# Cupped aluminum prop



## BrownDog (Jun 22, 2019)

To my knowledge you will not find a very cupped aluminum prop due to the material.


----------



## Capnredfish (Feb 1, 2012)

Maybe you could weld a lip on it then grind smooth. I once had a tunnel hull. The prop wasn’t cupped. The blade tips were bent over and tapered to 0 on the trailing edge where cup would usually be.


----------



## K3anderson (Jan 23, 2013)

I just bought a 12p 3 blade for that motor in stainless and having it cupped by Jack Foreman. I have a 10P 4 blade cupped by him on it right now. I bet he would cup one for you if you call and send him one, but, you would have to ask him if he can do it out of aluminum.


----------



## knot_trying (Oct 28, 2020)

I got an aluminum Solas 8p 4 blade prop from a dealer in Iowa of all places. Had them cup it before they sent it to me. Finally got out and played with it on my Towee with a On the Fly jackplate and Shaw wing.

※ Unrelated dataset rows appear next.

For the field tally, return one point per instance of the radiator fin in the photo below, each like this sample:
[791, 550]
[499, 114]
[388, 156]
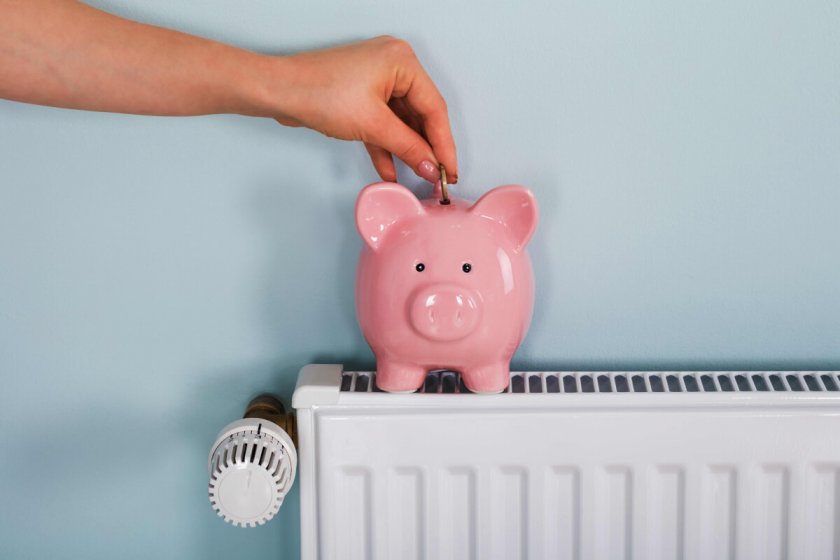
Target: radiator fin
[450, 382]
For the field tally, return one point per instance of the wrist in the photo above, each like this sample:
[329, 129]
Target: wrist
[271, 87]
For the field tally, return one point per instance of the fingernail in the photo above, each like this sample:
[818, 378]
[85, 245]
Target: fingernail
[428, 171]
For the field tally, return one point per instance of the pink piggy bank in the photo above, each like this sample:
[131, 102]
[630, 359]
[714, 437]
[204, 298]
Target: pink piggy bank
[444, 286]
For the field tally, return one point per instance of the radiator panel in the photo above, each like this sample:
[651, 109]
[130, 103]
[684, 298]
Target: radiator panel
[466, 476]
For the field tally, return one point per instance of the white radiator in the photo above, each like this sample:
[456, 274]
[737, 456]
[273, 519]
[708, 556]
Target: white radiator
[583, 465]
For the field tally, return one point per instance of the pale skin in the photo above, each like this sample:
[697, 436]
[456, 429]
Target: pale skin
[64, 53]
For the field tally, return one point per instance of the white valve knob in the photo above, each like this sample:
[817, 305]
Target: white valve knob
[252, 467]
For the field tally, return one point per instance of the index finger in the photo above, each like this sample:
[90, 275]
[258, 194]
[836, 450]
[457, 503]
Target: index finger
[423, 96]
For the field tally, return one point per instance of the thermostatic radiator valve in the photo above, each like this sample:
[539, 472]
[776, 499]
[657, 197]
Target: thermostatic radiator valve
[252, 464]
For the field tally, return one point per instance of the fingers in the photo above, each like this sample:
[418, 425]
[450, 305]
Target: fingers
[391, 134]
[382, 162]
[425, 99]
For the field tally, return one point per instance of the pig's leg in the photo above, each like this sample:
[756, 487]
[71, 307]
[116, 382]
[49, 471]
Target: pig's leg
[399, 378]
[492, 378]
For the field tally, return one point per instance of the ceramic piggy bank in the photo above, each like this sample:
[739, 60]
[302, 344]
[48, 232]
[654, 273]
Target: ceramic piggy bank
[444, 286]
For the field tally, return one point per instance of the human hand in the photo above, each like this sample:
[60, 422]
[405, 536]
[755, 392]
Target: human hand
[375, 91]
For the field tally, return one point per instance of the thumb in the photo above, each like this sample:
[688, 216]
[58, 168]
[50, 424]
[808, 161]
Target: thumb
[393, 135]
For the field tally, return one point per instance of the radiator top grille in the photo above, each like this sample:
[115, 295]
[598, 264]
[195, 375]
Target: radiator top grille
[450, 382]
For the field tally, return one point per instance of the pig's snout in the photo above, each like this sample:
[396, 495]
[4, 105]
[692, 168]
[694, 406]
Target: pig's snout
[444, 312]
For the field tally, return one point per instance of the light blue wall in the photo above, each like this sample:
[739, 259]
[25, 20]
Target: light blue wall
[157, 273]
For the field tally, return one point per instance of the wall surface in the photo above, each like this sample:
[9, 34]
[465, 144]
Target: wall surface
[157, 273]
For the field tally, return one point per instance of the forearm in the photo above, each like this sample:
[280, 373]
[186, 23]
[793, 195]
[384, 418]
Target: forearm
[67, 54]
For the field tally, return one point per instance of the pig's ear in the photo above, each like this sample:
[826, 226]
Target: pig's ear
[513, 207]
[380, 206]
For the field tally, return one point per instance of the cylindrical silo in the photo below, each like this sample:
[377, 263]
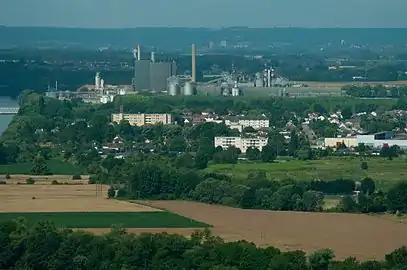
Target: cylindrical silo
[258, 80]
[97, 81]
[174, 88]
[189, 89]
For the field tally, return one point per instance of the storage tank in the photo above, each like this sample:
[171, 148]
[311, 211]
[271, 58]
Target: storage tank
[189, 89]
[258, 80]
[235, 90]
[97, 81]
[174, 88]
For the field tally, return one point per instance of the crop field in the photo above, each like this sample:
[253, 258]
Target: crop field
[383, 171]
[78, 206]
[347, 234]
[158, 219]
[55, 166]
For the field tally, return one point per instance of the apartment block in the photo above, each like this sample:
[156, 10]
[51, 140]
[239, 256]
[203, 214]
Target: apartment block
[242, 143]
[254, 123]
[141, 119]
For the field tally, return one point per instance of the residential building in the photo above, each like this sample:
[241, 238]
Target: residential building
[349, 142]
[141, 119]
[242, 143]
[381, 139]
[254, 123]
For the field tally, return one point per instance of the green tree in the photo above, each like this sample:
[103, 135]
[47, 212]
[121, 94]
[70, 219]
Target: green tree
[111, 193]
[313, 201]
[253, 154]
[367, 186]
[268, 153]
[397, 197]
[40, 166]
[364, 165]
[321, 259]
[348, 205]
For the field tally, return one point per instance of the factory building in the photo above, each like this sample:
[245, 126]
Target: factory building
[159, 74]
[152, 75]
[141, 119]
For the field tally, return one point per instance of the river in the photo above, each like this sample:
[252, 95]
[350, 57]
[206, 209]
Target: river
[6, 119]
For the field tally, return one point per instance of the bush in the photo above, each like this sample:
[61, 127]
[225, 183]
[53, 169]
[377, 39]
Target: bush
[111, 192]
[76, 177]
[122, 193]
[30, 181]
[364, 165]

Still get some significant slip but not to bad for aluminum. My tac said I was turning 5650 rpms at WOT. Not sure of my speed. Probably would do better with stainless but going to play around with this setup. 

Interestingly it felt like i was cavitating more when I had it jacked down all the way. Moved it up a couple inches and was much better.


----------